Normalwerte und Referenzbereiche
Die Serumglukose wird in der Regel in Milligramm pro Deziliter (mg/dl) oder Millimol pro Liter (mmol/l) angegeben. Die folgenden Referenzwerte gelten für Erwachsene:
- Nüchternglukose (normal): 70–99 mg/dl (3,9–5,5 mmol/l)
- Prädiabetes (gestörte Nüchternglukose): 100–125 mg/dl (5,6–6,9 mmol/l)
- Diabetes mellitus: 126 mg/dl oder höher (7,0 mmol/l oder höher) an zwei Messtagen
- Postprandialer Wert (2 Stunden nach dem Essen, normal): unter 140 mg/dl (7,8 mmol/l)
Diese Werte können je nach Labor und verwendeter Messmethode leicht variieren.
Klinische Bedeutung
Die Bestimmung der Serumglukose ist ein unverzichtbarer Bestandteil der medizinischen Diagnostik. Sie wird eingesetzt bei:
- Verdacht auf Diabetes mellitus Typ 1 oder Typ 2
- Überwachung von Patienten mit bekanntem Diabetes
- Abklärung von Hypoglykämie (Unterzuckerung) oder Hyperglykämie (Überzuckerung)
- Beurteilung des Stoffwechsels bei Erkrankungen der Bauchspeicheldrüse, der Leber oder bei hormonellen Störungen
- Routineuntersuchungen und Vorsorgeuntersuchungen
Ursachen veränderter Serumglukosewerte
Erhöhte Serumglukose (Hyperglykämie)
Erhöhte Blutzuckerwerte können auf verschiedene Ursachen zurückgeführt werden:
- Diabetes mellitus Typ 1 (Insulinmangel durch Autoimmunzerstörung der Betazellen)
- Diabetes mellitus Typ 2 (Insulinresistenz und relativer Insulinmangel)
- Schwangerschaftsdiabetes (Gestationsdiabetes)
- Erkrankungen der Bauchspeicheldrüse (z. B. Pankreatitis, Pankreaskarzinom)
- Hormonelle Störungen (z. B. Cushing-Syndrom, Akromegalie, Phäochromozytom)
- Einnahme bestimmter Medikamente (z. B. Kortikosteroide, Diuretika)

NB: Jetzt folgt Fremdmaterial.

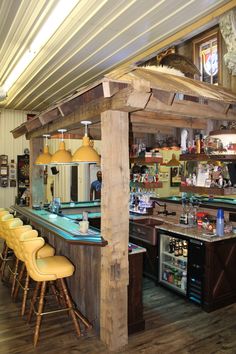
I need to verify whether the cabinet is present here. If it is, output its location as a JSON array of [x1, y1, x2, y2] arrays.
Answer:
[[129, 221, 158, 282], [180, 154, 236, 196], [17, 154, 30, 199], [130, 157, 162, 190], [203, 239, 236, 312]]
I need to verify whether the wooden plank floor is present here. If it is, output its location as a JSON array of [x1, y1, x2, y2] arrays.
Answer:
[[0, 279, 236, 354]]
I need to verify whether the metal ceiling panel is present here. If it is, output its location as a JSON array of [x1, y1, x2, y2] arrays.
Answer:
[[0, 0, 232, 111]]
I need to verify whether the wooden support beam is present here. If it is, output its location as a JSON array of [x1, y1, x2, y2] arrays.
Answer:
[[100, 111, 129, 351], [208, 100, 230, 114], [30, 138, 45, 206], [152, 90, 175, 106], [131, 124, 175, 136], [111, 86, 152, 112], [102, 81, 119, 97], [26, 117, 42, 132], [11, 122, 27, 139]]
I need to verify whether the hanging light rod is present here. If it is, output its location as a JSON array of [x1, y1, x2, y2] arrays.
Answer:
[[2, 0, 80, 93], [50, 129, 72, 165], [35, 134, 52, 165], [72, 120, 100, 163]]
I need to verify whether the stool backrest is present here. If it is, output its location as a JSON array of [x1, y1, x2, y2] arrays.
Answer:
[[0, 213, 14, 240], [11, 225, 33, 262], [20, 230, 53, 281], [2, 218, 23, 250]]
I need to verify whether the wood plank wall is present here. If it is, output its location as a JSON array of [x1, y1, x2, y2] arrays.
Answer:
[[0, 109, 29, 208]]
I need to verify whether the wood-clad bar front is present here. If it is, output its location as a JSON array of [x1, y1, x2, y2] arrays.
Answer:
[[0, 5, 236, 354], [7, 68, 236, 350]]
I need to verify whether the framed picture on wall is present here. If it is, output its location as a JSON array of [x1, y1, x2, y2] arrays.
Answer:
[[170, 165, 184, 187]]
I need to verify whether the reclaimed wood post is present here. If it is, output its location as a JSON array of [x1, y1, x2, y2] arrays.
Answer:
[[100, 111, 129, 350], [30, 138, 45, 206]]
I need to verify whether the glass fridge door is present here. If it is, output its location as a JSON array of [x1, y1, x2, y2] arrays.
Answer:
[[159, 233, 188, 295]]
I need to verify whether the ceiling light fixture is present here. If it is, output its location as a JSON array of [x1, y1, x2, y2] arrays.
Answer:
[[35, 134, 52, 165], [165, 154, 181, 167], [50, 129, 72, 165], [2, 0, 79, 92], [209, 129, 236, 147], [72, 120, 100, 163]]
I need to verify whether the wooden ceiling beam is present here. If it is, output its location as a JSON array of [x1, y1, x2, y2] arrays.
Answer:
[[146, 96, 235, 120], [130, 111, 207, 129]]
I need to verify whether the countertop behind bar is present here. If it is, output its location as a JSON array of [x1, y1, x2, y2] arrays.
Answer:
[[11, 205, 107, 246]]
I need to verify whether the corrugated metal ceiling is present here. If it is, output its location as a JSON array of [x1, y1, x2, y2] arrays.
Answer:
[[0, 0, 234, 112]]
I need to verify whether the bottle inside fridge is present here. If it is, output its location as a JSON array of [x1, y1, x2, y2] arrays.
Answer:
[[159, 233, 188, 295]]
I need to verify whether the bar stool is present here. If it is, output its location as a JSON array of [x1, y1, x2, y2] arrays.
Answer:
[[0, 211, 14, 281], [11, 225, 55, 316], [2, 218, 23, 282], [20, 231, 92, 346], [6, 223, 32, 297]]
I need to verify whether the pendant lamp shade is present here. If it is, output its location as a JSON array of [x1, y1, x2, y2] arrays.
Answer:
[[35, 135, 52, 165], [72, 121, 100, 163], [50, 129, 72, 165], [166, 154, 181, 167]]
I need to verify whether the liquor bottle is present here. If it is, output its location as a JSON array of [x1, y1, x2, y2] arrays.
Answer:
[[169, 237, 174, 253], [179, 241, 183, 256], [183, 241, 188, 257], [174, 241, 179, 257], [180, 272, 187, 291]]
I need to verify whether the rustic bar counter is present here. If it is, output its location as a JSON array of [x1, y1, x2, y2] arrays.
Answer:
[[11, 203, 145, 333]]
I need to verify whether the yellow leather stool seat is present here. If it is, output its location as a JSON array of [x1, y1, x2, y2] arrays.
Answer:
[[34, 256, 75, 281], [0, 212, 14, 240], [20, 235, 75, 281], [36, 243, 55, 258], [20, 230, 91, 346], [11, 225, 55, 316]]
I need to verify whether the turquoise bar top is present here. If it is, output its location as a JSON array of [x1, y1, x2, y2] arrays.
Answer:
[[12, 206, 107, 246], [61, 200, 101, 210], [64, 212, 101, 220]]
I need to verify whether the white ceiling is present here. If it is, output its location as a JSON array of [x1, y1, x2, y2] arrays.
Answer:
[[0, 0, 235, 112]]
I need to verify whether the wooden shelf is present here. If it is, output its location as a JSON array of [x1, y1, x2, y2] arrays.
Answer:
[[130, 156, 163, 165], [179, 154, 236, 161], [131, 182, 163, 189], [180, 186, 236, 195]]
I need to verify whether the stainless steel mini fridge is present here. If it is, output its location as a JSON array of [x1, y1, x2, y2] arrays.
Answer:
[[158, 231, 205, 305]]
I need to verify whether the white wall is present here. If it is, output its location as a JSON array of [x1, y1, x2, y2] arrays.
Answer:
[[0, 109, 29, 208]]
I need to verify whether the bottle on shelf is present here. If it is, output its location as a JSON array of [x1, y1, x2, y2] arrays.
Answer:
[[180, 271, 187, 291], [179, 241, 183, 256], [169, 237, 175, 253], [183, 241, 188, 257], [216, 208, 224, 236], [174, 241, 179, 257]]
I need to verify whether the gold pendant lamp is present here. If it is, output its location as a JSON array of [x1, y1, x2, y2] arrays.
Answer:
[[50, 129, 72, 165], [72, 120, 100, 163], [35, 134, 52, 165], [165, 154, 181, 167]]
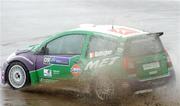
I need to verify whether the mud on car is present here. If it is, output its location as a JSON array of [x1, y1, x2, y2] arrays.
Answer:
[[2, 25, 175, 100]]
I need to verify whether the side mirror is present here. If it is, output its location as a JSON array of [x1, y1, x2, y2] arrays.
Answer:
[[39, 47, 49, 55]]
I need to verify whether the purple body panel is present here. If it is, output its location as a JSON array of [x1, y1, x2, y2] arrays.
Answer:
[[1, 51, 72, 84]]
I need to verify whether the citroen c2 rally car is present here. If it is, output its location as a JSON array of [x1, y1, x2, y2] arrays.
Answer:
[[2, 25, 175, 100]]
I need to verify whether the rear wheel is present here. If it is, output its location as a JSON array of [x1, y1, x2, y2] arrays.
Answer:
[[92, 77, 116, 101], [7, 62, 30, 89]]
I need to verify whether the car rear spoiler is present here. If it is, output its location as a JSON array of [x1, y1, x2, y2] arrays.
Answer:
[[151, 32, 164, 36]]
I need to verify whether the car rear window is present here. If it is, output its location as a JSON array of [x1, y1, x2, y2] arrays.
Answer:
[[89, 37, 118, 57], [125, 35, 163, 56]]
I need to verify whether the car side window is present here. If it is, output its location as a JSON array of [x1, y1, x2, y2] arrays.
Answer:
[[88, 36, 117, 58], [46, 35, 85, 55]]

- Stress, schwere Erkrankungen oder Infektionen
Erniedrigte Serumglukose (Hypoglykämie)
Zu niedrige Blutzuckerwerte können folgende Ursachen haben:
- Überdosierung von Insulin oder oralen Antidiabetika
- Unzureichende Nahrungsaufnahme bei diabetischer Therapie
- Insulinom (Insulin produzierender Tumor der Bauchspeicheldrüse)

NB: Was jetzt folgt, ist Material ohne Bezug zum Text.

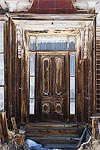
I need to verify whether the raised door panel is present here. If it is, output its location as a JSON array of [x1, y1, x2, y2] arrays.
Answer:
[[38, 53, 67, 121]]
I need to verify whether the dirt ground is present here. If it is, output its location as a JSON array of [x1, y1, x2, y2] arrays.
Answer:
[[78, 139, 100, 150]]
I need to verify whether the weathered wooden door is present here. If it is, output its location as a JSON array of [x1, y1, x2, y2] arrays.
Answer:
[[36, 51, 69, 121]]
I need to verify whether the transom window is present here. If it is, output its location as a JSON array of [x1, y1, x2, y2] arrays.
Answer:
[[29, 36, 76, 115], [0, 22, 4, 110], [29, 36, 75, 51]]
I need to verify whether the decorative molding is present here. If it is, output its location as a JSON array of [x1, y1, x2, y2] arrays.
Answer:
[[0, 0, 34, 12]]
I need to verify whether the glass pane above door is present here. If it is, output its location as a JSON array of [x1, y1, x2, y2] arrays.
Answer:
[[37, 36, 67, 50]]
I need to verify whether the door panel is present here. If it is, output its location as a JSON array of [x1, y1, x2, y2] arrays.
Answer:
[[37, 52, 69, 121]]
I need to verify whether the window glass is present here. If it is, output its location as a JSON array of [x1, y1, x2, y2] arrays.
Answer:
[[70, 77, 75, 98], [29, 99, 35, 114], [70, 54, 75, 115], [37, 36, 67, 50], [0, 22, 4, 52], [30, 54, 35, 76], [69, 37, 75, 50], [0, 87, 4, 110], [70, 98, 75, 115], [30, 77, 35, 98], [70, 55, 75, 76], [29, 53, 35, 114], [29, 36, 36, 50]]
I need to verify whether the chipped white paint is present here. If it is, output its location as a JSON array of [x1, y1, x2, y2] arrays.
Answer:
[[0, 0, 34, 12], [73, 0, 99, 12]]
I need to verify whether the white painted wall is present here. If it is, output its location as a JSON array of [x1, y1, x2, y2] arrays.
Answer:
[[0, 0, 34, 12]]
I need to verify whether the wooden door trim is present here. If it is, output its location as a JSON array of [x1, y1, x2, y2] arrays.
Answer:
[[35, 51, 69, 122]]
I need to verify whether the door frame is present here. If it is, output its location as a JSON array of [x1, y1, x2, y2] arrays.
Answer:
[[35, 51, 70, 122]]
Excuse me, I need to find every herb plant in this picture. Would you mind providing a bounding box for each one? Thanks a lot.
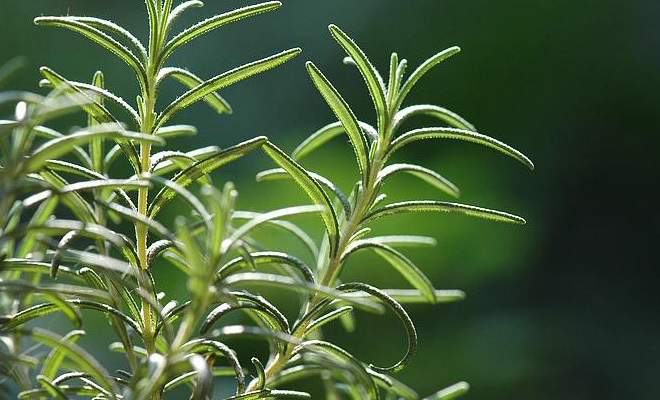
[0,0,533,400]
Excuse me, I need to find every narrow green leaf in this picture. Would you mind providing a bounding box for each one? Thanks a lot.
[306,61,369,179]
[424,382,470,400]
[25,123,163,172]
[0,281,82,332]
[160,1,282,63]
[167,0,204,27]
[342,239,435,304]
[376,164,461,197]
[387,53,399,105]
[217,251,315,283]
[0,57,27,86]
[157,68,232,114]
[220,205,324,253]
[337,282,417,374]
[257,168,351,218]
[306,306,353,334]
[342,289,465,304]
[394,46,461,110]
[149,151,212,185]
[232,211,319,260]
[156,48,301,127]
[147,136,267,218]
[39,75,141,126]
[386,128,534,169]
[250,357,266,390]
[59,179,150,194]
[183,339,245,394]
[369,235,437,246]
[291,121,378,161]
[28,328,118,400]
[67,16,148,60]
[294,340,379,399]
[392,104,477,132]
[262,142,339,254]
[37,375,69,400]
[146,176,211,224]
[224,389,312,400]
[155,125,197,138]
[151,146,220,174]
[362,200,526,225]
[199,301,289,334]
[97,200,174,239]
[34,17,147,86]
[328,25,388,129]
[188,355,213,399]
[224,272,382,312]
[0,258,80,280]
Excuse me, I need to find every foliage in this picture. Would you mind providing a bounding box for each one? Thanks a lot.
[0,0,533,400]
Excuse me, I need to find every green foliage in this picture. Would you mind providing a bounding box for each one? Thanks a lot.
[0,0,533,400]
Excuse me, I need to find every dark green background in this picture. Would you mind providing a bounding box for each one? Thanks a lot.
[0,0,660,400]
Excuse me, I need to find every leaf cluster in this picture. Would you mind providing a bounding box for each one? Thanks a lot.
[0,0,533,400]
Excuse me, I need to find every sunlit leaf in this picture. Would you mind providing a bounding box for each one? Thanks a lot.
[160,1,282,62]
[362,200,526,225]
[329,25,388,134]
[306,61,369,179]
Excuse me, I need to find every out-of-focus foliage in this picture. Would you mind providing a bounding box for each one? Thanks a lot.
[0,0,533,400]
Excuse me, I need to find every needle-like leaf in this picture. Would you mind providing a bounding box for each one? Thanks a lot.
[263,142,339,252]
[34,17,147,86]
[328,25,388,134]
[376,164,461,197]
[362,200,526,225]
[148,136,267,218]
[386,128,534,169]
[160,1,282,63]
[306,61,369,179]
[156,48,301,128]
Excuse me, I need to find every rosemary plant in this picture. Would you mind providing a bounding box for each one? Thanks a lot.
[0,0,533,400]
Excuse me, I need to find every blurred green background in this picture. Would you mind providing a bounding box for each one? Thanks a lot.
[0,0,660,400]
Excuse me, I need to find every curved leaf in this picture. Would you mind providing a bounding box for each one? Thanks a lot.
[305,306,353,334]
[294,340,379,399]
[337,282,417,374]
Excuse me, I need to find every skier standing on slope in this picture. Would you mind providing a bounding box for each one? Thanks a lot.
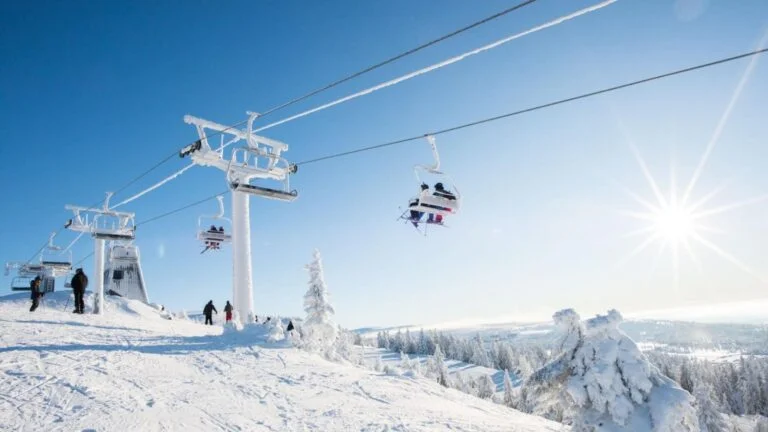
[203,300,219,325]
[69,268,88,314]
[29,276,43,312]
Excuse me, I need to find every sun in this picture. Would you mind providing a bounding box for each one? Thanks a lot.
[653,204,696,243]
[617,31,768,286]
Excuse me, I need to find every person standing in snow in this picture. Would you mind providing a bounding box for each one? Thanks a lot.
[69,268,88,314]
[203,300,219,325]
[29,276,43,312]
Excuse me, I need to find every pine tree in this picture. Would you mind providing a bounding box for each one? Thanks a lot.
[434,345,449,387]
[679,360,693,394]
[302,249,336,349]
[504,369,515,408]
[469,333,493,367]
[477,375,496,399]
[694,384,728,432]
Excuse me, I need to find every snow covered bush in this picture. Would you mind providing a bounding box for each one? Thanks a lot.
[693,384,730,432]
[301,249,336,351]
[524,309,699,432]
[477,375,496,399]
[503,370,516,408]
[267,317,285,342]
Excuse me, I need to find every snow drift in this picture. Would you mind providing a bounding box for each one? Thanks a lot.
[0,293,566,432]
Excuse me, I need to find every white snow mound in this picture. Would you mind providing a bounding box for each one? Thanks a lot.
[0,293,567,431]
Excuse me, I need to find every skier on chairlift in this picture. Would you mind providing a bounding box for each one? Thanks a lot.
[408,183,429,227]
[29,276,43,312]
[427,183,456,224]
[432,183,456,201]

- Lebererkrankungen mit eingeschränkter Glukoneogenese
- Nebenniereninsuffizienz (Morbus Addison)
- Starke körperliche Belastung ohne ausreichende Kohlenhydratzufuhr
Diagnostik und Messung
Die Serumglukose wird aus einer Blutprobe bestimmt, die in einem medizinischen Labor analysiert wird. Folgende Untersuchungen werden häufig eingesetzt:
- Nüchternblutzucker: Messung nach mindestens 8 Stunden Nahrungskarenz
- Oraler Glukosetoleranztest (oGTT): Messung vor und 2 Stunden nach Einnahme einer Glukoselösung (75 g)

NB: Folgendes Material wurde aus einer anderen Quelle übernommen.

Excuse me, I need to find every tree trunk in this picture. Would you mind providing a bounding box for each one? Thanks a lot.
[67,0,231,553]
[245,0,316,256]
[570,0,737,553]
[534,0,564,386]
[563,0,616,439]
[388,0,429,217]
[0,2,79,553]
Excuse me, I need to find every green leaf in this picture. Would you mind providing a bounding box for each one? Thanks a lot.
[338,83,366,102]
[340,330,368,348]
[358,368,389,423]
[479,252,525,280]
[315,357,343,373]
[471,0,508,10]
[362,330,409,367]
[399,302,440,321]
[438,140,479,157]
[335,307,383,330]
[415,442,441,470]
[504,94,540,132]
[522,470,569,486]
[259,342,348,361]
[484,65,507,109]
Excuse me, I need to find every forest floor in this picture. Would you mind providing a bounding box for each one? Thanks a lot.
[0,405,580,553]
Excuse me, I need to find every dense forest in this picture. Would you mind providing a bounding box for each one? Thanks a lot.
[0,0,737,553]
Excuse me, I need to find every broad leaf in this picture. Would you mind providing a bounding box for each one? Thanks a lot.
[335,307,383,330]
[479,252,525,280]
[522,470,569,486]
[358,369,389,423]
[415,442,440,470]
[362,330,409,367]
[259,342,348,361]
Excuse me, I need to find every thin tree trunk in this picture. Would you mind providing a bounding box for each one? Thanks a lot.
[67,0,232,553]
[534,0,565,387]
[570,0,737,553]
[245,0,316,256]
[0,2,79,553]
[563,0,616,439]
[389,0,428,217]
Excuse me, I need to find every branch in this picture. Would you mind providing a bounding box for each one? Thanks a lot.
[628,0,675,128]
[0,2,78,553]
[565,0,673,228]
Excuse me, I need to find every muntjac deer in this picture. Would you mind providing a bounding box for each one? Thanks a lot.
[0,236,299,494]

- HbA1c-Wert: Langzeitblutzuckerwert der letzten 2–3 Monate (kein direkter Serumglukosewert, aber eng verwandt)
- Zufällige (nicht nüchterne) Blutzuckermessung: kann bei deutlicher Erhöhung ebenfalls diagnostisch sein
Einflussfaktoren auf die Serumglukose
Verschiedene Faktoren können den Glukosespiegel im Blut beeinflussen:
- Nahrungsaufnahme (Art und Menge der Kohlenhydrate)
- Körperliche Aktivität (senkt in der Regel den Blutzucker)
- Stress und Hormonschwankungen
- Medikamenteneinnahme
- Schlafdauer und Schlafqualität
- Erkrankungen und Entzündungen
Quellen
- World Health Organization (WHO): Definition and diagnosis of diabetes mellitus and intermediate hyperglycaemia. Report of a WHO/IDF Consultation, 2006. Verfügbar unter: https://www.who.int
- American Diabetes Association: Standards of Medical Care in Diabetes – 2024. Diabetes Care, 2024; 47(Suppl 1).
- Herold G. et al.: Innere Medizin. Eigenverlag, Köln, 2023.